Increasing evidence suggests that alterations in the gut microbiota are associated with a variety of human diseases. Yet, the mechanisms by which the gut microbiota modulate disease risk remain unknown. Based on our results, our hypothesis is that both the gut microbiota and the immune system are modulated by the mitochondrial genome, in part through mitochondrial reactive oxygen species (mROS) production, forming a critical link between the gut microbiota and disease initiation and progression.

Our studies showed significant differences in gut microbiota in our conplastic mice which differ in their mtDNA lineages. Further, the transfer of the gut microbiota from a host of one mitochondrial genotype to a host of different mitochondrial genotypes shifted the gut microbiota composition toward that of the recipient animal. Moreover, we showed that host mROS levels modulated the composition of the gut microbiota.
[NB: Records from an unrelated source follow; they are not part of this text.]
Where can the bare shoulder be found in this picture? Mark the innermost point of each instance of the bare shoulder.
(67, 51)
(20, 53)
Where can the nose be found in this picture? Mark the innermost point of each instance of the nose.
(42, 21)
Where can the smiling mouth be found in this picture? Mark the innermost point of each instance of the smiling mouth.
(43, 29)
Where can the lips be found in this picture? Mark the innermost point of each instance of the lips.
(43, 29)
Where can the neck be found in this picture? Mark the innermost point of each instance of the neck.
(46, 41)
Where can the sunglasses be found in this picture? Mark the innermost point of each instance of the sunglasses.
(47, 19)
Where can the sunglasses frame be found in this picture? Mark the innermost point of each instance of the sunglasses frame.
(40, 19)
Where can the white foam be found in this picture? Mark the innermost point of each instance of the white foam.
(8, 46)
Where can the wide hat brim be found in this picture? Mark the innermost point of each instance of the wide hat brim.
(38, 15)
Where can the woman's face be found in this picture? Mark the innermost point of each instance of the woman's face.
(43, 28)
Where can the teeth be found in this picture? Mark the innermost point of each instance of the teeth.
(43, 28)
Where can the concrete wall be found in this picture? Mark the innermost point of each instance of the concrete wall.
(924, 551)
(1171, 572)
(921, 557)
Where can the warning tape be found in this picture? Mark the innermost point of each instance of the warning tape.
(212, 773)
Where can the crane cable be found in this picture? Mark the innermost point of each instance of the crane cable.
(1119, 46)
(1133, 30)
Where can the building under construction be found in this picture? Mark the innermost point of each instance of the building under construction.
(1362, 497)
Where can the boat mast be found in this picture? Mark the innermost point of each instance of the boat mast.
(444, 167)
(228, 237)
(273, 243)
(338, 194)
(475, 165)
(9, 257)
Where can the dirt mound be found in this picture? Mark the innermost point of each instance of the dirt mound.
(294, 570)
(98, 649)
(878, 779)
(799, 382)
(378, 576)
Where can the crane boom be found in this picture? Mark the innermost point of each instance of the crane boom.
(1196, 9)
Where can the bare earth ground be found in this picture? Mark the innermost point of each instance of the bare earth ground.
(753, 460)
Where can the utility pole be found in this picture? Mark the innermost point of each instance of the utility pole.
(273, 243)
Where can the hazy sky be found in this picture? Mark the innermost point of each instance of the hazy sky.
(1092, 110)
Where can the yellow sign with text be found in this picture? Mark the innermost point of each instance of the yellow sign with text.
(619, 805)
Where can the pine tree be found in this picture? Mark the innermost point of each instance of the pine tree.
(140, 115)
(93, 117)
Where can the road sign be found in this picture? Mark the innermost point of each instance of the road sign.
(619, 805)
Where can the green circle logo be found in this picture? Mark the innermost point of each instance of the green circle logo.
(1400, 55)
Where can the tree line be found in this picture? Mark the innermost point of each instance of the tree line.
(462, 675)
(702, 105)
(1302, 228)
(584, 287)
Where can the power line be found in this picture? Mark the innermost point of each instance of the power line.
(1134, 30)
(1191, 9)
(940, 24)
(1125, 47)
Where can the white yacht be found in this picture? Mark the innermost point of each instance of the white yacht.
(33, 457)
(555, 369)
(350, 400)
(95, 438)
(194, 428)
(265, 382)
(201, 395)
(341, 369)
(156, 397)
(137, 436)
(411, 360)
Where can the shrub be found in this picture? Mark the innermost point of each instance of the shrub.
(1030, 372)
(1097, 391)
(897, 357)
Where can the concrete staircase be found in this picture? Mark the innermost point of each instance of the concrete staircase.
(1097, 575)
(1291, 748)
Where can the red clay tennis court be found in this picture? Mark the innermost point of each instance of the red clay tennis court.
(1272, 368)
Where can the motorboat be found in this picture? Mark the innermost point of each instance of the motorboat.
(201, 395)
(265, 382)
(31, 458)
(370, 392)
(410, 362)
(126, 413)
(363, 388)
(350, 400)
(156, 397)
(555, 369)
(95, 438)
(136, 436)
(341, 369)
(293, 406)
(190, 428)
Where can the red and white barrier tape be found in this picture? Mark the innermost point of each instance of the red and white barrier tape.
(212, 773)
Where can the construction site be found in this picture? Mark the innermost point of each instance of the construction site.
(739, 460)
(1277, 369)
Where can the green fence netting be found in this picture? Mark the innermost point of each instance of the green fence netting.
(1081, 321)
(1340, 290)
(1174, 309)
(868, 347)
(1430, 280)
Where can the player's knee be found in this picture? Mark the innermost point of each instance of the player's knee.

Those conplastic mice also exhibit markedly different capacities to sustain melanoma tumor growth. Relative to control mtDNA (mtDNA^B6) mice, the mice harboring NZB mtDNAs (mtDNA^NZB) have strong anti-tumor immune response while those with129 mtDNA (mtDNA¹²⁹) are the opposite. We reduced mROS by expression of mitochondrial catalase (mCAT)Tg in eight tissue-specific experiments. Only in the hematopoietic cells the reduction of mROS changed the gut microbiota and obviated the anti-tumor effects on the mtDNA^NZB and mtDNA^B6 mice. These observations suggest that melanoma severity, and gut microbiota are modulated by the mtDNA’s regulation of mROS production in host immune cells, pointing to new potential pathways for melanoma therapeutic development.